La tua analisi parte dal 2016 e diventa attualissima con la guerra in Ucraina. La stagione delle spie, perché è importante parlarne oggi?
«In ogni Paese democratico le attività di intelligence sono lo specchio della politica, perché – banalmente – i servizi di informazione dipendono dalla Presidenza del Consiglio. Quindi, qualsiasi fluttuazione delle istituzioni si riflette sulle politiche di sicurezza del Paese. Vari sondaggi dimostrano – ma basta fare un giro in rete – che l’opinione pubblica italiana è particolarmente sensibile alla propaganda proveniente da Mosca, dove per propaganda intendo fake news. Per fare un esempio, siamo tra i popoli che più credono che il massacro di Bucha sia stato compiuto dagli stessi ucraini, che per una platea matura grida quasi vendetta. Provare a capire perché in Italia è stato possibile che gli agenti russi si muovessero con maggiore tranquillità rispetto ad altri Paesi ci dice molto anche sulla nostra politica».
Proviamo ad approfondire il tema. Tu leghi questo sviluppo delle attività di spionaggio al diffondersi del populismo: Trump, Brexit, i 5 Stelle. In che maniera La stagione delle spie si collega alla diffusione del populismo in Italia come in Europa o negli Stati Uniti?
«La cosiddetta fiammata populista non ha avuto una causa diretta rispetto all’incremento delle attività di spionaggio, o almeno non è un qualcosa di deciso a tavolino. La storia, però, ci insegna che la Russia – sin dai tempi dell’Unione Sovietica – ha sempre avuto interesse ed è maestra nel riuscire a deviare le politiche di un Paese attraverso idee di propaganda. Il ruolo di Mosca nelle elezioni presidenziali USA del 2016 è stato provato, così com’è stato provato il proprio ruolo attraverso i social network, la cosiddetta fabbrica dei troll. Allo stesso modo si è agito per la Brexit, o su un referendum interno in Olanda attraverso il quale il popolo ha bloccato una procedura europea che prevedeva la firma di un trattato che avrebbe reso i rapporti tra Ucraina e UE più stretti. A me interessa, però, raccontare le attività delle spie vere perché, se è certo che siamo nell’era della sorveglianza elettronica, esiste ancora, ed è anche fiorente, un approccio che potremmo definire vecchio stile, ma funziona e si riduce a gente che lavora in uffici dove passano informazioni riservate, che decide di collaborare con un avversario, ruba dei documenti e si incontra con un agente – in questo caso russo – e adopera uno scambio. Questa attività, in Italia, dal 2016 in poi, è cresciuta molto, tanto che sul nostro suolo si sono mossi agenti anche di altri Paesi».

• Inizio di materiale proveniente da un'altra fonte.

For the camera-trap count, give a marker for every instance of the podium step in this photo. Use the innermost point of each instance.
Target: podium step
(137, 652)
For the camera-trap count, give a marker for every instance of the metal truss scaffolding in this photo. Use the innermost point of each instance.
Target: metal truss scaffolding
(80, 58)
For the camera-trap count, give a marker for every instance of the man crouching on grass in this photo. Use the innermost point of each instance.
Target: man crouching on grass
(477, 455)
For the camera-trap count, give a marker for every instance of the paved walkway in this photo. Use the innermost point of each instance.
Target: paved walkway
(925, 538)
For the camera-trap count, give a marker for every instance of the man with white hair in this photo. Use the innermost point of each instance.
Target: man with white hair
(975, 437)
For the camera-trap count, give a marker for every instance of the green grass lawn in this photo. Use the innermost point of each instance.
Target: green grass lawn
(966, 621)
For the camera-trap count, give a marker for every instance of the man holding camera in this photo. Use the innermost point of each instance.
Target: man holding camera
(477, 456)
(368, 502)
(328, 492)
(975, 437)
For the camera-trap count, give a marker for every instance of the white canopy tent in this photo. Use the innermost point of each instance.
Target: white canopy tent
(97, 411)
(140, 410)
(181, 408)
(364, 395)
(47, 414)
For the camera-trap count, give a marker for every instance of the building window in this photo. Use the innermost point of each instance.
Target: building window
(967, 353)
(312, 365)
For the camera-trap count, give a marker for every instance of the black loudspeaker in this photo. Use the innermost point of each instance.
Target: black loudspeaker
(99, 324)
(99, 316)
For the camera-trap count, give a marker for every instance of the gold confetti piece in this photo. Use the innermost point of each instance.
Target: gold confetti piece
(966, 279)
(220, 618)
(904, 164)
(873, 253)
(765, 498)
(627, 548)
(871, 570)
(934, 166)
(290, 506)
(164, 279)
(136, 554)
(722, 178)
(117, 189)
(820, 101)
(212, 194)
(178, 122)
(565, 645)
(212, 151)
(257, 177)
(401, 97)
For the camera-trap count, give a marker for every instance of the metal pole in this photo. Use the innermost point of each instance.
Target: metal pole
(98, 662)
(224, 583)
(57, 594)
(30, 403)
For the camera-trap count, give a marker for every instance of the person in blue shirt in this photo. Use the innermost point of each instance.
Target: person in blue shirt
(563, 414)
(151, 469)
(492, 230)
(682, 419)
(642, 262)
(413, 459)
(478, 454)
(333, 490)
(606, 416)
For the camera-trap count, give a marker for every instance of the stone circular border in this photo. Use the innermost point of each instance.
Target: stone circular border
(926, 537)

Nel libro riesci anche a intervistare una spia. Perché una persona che lavora per uno Stato a un certo punto decide di tradire e collaborare con un Paese ostile come la Russia?
«Penso che il termine che adoperi, tradimento, sia adatto a descrivere ciò che accade. In inglese si usa un acronimo che è M.I.C.E., e racchiude le ragioni per le quali si decide di tradire: money, ideology, coercion, ego. Qualcuno ci aggiunge anche sex, ma spesso quest’ultima è collegata a coercion. Si collabora con uno Stato avversario, dunque, per denaro, perché si appartiene a un’ideologia diversa, perché si viene costretti e le forze avversarie sono in possesso di qualcosa di compromettente. Infine si tradisce per ego, perché ci si sente non abbastanza valorizzati sul proprio posto di lavoro. La posta in gioco può essere molto alta perché, come nel caso che tu citavi, la questione riguardava le politiche energetiche dei Paesi NATO nell’area del Mar Nero, il che dimostra che nel 2016 già si pensava a energie alternative a quelle di Mosca e quindi a cosa sarebbe accaduto se i flussi di gas russo si fossero interrotti in caso di un conflitto».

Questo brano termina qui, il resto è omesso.